Groupe sanguin : le point sur les nouvelles règles de détermination

29 novembre 2018

Un arrêté du 15 mai 2018 (1) est venu fixer de nouvelles règles pour la réalisation des examens de biologie médicale d’immuno-hématologie érythrocytaire, qui permettent de déterminer le groupe sanguin.

Vérification de l’identité du patient

Première évolution : l’identité du patient doit être vérifiée par le prescripteur de l’analyse à partir d’un document officiel indiquant le nom de naissance, le premier prénom d’état civil, la date de naissance et le sexe et comportant une photographie. « En l’absence de concordance stricte entre les données d’identité, l’examen est arrêté jusqu’à la résolution de l’erreur », précise le texte. L’objectif de cette vérification est de s’assurer de la concordance entre ces éléments d’identité et la prescription. La présence d’une photographie sur le document officiel permet de lutter contre les cas d’usurpation d’identité pouvant entraîner des événements indésirables graves.
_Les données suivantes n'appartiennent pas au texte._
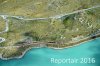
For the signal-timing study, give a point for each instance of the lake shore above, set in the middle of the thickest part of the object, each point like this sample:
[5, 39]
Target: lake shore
[56, 48]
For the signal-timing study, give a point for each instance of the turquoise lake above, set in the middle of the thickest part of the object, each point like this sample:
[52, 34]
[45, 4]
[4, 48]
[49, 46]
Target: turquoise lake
[42, 56]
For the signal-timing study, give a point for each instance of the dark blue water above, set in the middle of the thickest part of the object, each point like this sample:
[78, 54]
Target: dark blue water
[88, 51]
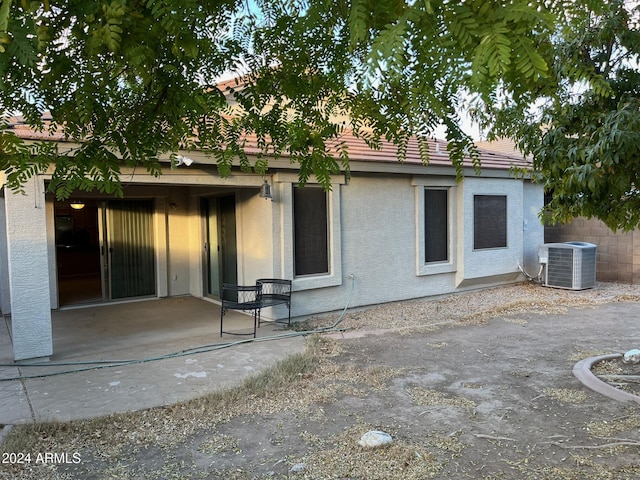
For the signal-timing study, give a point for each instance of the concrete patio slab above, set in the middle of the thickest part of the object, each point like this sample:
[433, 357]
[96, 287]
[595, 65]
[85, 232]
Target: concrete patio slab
[132, 356]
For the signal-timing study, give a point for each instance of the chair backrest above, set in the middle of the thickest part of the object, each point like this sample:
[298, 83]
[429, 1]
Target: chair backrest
[276, 287]
[241, 294]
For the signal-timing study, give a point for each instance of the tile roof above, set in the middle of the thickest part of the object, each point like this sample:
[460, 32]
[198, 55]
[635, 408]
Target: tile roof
[358, 150]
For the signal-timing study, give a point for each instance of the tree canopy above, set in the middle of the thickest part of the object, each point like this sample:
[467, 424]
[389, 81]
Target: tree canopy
[583, 129]
[130, 80]
[133, 79]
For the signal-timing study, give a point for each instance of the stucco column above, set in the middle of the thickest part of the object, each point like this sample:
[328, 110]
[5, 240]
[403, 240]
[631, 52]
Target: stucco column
[28, 272]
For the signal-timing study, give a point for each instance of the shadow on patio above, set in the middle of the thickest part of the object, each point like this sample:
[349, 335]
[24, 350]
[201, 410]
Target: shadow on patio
[175, 346]
[147, 329]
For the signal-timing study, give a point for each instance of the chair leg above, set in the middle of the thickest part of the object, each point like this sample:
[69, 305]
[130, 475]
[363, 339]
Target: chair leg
[256, 317]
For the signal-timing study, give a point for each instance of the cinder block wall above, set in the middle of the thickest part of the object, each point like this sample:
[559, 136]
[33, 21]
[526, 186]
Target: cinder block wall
[618, 257]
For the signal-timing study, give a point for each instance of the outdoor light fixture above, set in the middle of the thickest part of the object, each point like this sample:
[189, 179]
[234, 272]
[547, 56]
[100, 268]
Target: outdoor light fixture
[265, 191]
[182, 160]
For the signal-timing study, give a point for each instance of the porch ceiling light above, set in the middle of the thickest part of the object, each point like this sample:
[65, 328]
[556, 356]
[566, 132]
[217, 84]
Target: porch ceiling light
[265, 191]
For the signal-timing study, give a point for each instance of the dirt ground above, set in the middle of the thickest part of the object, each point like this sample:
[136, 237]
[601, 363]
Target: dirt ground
[491, 397]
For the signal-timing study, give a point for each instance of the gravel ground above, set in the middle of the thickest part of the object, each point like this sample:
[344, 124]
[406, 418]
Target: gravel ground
[478, 306]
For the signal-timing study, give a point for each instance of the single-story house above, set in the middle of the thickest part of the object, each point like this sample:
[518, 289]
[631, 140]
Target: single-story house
[392, 231]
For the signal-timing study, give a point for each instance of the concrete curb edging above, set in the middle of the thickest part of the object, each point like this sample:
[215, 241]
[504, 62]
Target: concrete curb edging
[582, 371]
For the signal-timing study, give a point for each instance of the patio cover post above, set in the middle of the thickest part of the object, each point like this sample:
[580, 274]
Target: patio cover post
[29, 272]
Un seul échantillon sanguin analysé

Autre changement : la détermination du phénotypage érythrocytaire est effectuée sur la base d’une seule réalisation sur un seul échantillon sanguin, contre deux précédemment.

Cependant, « par dérogation, dans le cadre d’un contexte transfusionnel avéré », une seconde détermination, prise en charge par l’Assurance Maladie, doit être faite. Le second prélèvement doit alors être réalisé par un professionnel différent de celui de la première détermination, ou, s’il s’agit du même professionnel, lors d’un acte indépendant du premier et avec une nouvelle vérification de l’identité du patient.
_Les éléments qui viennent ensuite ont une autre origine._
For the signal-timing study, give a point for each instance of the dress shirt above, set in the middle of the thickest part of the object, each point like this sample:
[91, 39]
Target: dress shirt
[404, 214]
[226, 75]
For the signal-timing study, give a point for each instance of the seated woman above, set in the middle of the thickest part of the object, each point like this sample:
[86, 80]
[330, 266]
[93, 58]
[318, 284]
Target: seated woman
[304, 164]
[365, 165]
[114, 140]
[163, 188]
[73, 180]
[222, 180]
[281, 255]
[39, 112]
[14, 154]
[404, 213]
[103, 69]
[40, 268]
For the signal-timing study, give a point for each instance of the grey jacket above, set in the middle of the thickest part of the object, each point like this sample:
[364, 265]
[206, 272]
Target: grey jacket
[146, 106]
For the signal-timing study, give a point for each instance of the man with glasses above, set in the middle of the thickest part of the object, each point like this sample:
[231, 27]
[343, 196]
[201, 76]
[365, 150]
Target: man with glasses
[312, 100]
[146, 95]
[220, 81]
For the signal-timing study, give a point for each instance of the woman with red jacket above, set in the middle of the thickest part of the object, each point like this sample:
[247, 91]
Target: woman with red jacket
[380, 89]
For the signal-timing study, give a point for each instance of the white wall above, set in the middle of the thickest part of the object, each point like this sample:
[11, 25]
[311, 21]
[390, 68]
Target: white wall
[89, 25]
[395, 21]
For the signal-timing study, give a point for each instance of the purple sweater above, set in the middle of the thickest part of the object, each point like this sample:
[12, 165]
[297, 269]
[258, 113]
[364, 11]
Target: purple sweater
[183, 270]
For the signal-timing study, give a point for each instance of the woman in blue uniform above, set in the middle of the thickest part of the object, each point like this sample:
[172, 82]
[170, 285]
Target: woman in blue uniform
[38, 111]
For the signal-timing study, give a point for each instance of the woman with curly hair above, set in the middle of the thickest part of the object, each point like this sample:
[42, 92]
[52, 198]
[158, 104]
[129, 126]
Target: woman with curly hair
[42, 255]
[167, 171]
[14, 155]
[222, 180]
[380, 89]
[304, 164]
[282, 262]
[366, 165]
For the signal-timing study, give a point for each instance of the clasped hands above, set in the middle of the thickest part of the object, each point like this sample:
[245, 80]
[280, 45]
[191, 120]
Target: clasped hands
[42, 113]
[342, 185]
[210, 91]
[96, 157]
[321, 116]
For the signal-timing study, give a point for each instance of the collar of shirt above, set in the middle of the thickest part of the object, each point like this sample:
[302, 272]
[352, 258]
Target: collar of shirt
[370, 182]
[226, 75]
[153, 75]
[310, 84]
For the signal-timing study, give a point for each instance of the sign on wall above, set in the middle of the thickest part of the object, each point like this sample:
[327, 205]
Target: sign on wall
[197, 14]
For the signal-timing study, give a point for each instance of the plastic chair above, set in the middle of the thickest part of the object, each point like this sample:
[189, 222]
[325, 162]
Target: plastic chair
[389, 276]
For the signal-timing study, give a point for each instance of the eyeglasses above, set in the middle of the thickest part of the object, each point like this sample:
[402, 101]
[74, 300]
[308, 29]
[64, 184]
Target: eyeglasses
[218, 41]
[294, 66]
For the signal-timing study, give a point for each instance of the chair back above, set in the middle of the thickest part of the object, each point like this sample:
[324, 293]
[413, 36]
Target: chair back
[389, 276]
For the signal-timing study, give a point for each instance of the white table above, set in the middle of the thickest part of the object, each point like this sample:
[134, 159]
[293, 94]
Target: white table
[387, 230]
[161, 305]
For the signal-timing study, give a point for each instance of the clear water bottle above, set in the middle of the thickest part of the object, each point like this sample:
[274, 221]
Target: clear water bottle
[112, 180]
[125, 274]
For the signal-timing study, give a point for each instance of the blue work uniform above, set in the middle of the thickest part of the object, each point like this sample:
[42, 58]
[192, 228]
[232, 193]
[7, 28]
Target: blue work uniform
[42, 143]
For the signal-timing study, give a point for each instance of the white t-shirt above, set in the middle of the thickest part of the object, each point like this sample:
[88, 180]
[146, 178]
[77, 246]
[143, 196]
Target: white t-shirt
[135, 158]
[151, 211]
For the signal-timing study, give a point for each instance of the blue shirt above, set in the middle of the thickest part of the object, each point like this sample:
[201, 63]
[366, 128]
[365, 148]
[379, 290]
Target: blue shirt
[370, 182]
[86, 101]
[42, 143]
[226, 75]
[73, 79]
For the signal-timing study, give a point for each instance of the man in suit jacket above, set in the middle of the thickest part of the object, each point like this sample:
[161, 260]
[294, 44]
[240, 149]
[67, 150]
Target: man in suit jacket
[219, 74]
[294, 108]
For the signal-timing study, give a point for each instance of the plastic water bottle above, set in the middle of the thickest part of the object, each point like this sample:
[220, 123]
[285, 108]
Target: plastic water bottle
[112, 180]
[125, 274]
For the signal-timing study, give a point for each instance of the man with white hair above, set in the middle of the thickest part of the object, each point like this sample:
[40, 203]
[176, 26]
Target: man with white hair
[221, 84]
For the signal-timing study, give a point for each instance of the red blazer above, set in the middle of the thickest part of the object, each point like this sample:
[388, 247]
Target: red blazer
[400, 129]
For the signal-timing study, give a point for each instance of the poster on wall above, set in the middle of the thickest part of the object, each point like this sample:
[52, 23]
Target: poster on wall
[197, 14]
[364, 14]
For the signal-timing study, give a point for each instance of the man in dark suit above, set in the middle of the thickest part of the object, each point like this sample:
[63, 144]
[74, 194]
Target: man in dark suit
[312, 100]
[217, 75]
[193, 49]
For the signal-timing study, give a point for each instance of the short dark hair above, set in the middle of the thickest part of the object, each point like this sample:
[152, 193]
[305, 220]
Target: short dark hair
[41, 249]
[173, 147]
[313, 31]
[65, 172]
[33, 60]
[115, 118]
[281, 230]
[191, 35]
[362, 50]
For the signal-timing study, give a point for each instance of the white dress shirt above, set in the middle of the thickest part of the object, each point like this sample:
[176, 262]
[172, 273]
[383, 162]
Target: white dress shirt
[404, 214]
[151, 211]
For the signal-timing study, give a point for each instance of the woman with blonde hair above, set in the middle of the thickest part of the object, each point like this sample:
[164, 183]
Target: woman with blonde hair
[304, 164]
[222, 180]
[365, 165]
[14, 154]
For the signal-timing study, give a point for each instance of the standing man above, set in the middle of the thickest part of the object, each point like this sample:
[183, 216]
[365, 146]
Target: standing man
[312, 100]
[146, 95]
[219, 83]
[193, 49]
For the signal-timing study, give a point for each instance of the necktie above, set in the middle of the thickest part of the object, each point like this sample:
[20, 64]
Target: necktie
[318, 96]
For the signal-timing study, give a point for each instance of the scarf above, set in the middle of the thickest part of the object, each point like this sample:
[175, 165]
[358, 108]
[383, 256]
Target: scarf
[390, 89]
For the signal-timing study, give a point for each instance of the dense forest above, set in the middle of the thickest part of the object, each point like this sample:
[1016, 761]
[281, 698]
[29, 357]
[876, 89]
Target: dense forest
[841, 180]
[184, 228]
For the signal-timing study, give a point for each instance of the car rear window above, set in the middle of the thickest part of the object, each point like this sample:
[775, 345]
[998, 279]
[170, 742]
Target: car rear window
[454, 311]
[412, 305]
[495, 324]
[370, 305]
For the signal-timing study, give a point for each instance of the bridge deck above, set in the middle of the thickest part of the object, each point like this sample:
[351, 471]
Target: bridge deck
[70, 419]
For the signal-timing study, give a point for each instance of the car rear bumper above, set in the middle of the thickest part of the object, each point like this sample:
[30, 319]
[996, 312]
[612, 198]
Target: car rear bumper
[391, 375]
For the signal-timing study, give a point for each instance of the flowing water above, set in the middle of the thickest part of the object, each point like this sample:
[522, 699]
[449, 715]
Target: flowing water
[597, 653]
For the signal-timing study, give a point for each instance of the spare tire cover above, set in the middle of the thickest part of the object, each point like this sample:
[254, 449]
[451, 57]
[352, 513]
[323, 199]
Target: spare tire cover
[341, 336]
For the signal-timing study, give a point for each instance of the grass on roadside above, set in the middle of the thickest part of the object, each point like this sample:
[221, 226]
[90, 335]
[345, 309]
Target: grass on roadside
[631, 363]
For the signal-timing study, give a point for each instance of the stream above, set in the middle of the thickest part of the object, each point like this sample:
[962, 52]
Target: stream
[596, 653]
La Haute Autorité de santé a précisé dans un avis du 10 avril 2013 ce qu’est un contexte transfusionnel avéré :

  • anémie mal tolérée,
  • acte chirurgical à prévision hémorragique,
  • première transfusion dans un contexte d’urgence.

En dehors de ces cas, si deux déterminations ont été prescrites, le biologiste médical est autorisé, en lien avec le clinicien prescripteur et à partir d’éléments pertinents (détermination déjà réalisée, type d’intervention, risques spécifiques liés au patient concerné…), à prendre l’initiative de corriger la prescription.
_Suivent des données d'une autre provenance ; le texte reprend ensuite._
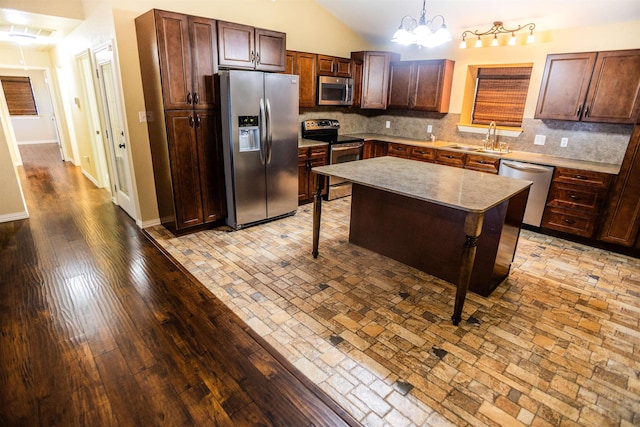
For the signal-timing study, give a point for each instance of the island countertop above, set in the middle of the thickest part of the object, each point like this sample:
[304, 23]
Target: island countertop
[462, 189]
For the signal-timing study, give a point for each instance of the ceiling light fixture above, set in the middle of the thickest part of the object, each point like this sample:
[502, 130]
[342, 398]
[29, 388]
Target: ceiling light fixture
[421, 32]
[498, 28]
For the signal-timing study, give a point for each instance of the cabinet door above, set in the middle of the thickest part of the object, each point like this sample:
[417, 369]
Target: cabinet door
[270, 50]
[175, 60]
[204, 58]
[325, 65]
[236, 47]
[400, 85]
[308, 82]
[211, 165]
[375, 80]
[564, 86]
[615, 88]
[185, 171]
[432, 85]
[343, 67]
[622, 217]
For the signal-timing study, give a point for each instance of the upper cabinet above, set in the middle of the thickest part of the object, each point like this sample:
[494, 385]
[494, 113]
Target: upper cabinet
[375, 77]
[591, 87]
[245, 47]
[421, 85]
[304, 64]
[188, 58]
[334, 66]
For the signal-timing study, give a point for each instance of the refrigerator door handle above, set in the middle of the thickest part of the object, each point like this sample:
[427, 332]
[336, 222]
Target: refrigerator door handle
[269, 133]
[263, 131]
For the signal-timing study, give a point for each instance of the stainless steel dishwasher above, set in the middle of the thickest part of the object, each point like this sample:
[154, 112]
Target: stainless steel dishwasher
[541, 177]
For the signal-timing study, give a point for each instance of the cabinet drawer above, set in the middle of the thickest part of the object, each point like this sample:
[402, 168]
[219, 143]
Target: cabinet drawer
[399, 150]
[423, 154]
[569, 221]
[450, 158]
[582, 177]
[482, 163]
[579, 197]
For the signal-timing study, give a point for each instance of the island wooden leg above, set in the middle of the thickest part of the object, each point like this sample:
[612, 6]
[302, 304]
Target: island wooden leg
[317, 211]
[472, 230]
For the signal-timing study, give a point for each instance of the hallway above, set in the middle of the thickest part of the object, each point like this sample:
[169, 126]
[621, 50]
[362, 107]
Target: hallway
[97, 327]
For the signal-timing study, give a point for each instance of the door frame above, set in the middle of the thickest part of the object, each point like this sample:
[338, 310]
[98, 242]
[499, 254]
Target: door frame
[127, 202]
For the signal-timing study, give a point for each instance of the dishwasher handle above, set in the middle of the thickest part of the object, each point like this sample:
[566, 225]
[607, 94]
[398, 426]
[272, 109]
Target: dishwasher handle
[526, 168]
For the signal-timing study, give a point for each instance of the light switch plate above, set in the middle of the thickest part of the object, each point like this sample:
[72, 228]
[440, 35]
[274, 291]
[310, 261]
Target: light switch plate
[540, 139]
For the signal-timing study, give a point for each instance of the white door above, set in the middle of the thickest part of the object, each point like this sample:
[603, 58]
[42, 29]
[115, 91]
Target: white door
[114, 128]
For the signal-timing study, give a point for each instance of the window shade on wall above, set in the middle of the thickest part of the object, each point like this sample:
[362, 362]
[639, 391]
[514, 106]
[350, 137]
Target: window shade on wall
[501, 93]
[19, 95]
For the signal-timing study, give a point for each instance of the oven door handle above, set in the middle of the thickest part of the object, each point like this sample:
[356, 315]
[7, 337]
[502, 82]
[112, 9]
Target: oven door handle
[263, 130]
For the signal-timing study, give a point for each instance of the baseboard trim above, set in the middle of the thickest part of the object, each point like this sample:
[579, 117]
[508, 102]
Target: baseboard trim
[14, 216]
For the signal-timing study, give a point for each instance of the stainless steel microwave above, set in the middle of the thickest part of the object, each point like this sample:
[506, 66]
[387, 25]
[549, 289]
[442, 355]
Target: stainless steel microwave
[335, 90]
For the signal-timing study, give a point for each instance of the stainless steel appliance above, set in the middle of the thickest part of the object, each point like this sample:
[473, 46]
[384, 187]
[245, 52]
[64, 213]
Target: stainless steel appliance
[541, 177]
[260, 143]
[335, 90]
[341, 149]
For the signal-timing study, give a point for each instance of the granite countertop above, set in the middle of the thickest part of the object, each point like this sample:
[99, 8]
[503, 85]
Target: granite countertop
[522, 156]
[461, 189]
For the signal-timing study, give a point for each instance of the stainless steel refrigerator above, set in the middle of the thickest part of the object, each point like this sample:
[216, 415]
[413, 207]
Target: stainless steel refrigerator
[260, 143]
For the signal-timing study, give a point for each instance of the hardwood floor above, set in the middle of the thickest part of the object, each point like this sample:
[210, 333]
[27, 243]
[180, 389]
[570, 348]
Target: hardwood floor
[98, 327]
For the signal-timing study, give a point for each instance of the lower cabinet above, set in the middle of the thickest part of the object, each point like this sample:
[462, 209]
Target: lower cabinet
[575, 201]
[308, 158]
[195, 171]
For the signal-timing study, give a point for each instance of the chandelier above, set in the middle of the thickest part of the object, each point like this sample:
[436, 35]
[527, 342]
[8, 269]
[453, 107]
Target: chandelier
[422, 32]
[498, 28]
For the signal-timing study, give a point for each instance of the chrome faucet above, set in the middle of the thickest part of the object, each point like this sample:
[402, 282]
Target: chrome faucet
[491, 142]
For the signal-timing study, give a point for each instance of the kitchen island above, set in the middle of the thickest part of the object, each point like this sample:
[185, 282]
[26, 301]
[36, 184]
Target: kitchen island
[456, 224]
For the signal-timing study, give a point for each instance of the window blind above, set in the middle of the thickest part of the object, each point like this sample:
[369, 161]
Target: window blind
[501, 93]
[19, 95]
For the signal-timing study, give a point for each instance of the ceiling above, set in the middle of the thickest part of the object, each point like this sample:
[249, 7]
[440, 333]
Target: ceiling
[377, 20]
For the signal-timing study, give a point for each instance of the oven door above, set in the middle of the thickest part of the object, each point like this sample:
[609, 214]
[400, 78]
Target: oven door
[341, 153]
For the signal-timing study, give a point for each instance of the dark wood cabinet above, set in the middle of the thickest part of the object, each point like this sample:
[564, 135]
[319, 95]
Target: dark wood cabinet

Si un patient demande deux déterminations en dehors de ces contextes transfusionnels avérés, le clinicien prescripteur et les biologistes médicaux doivent informer le patient de l’intérêt de ne réaliser que les examens pertinents et d’éviter les examens inutiles.

Une foire aux questions élaborée par le ministère

A noter : la direction générale de la santé a élaboré une foire aux questions visant à éclairer les professionnels de santé sur la réalisation des examens de biologie médicale d’immuno-hématologie érythrocytaire. Elle apporte notamment des précisions sur les modalités de vérification de l’identité du patient dans des cas particuliers (en cas d’urgence, pour un patient mineur dépourvu de carte nationale d’identité ou de passeport, lors des prélèvements à domicile…), sur le « contexte transfusionnel avéré » ou encore sur les modalités de transmission électronique des données d’identification du patient et des résultats au site de délivrance des produits sanguins.

(1) Paru au Journal officiel le 23 mai 2018.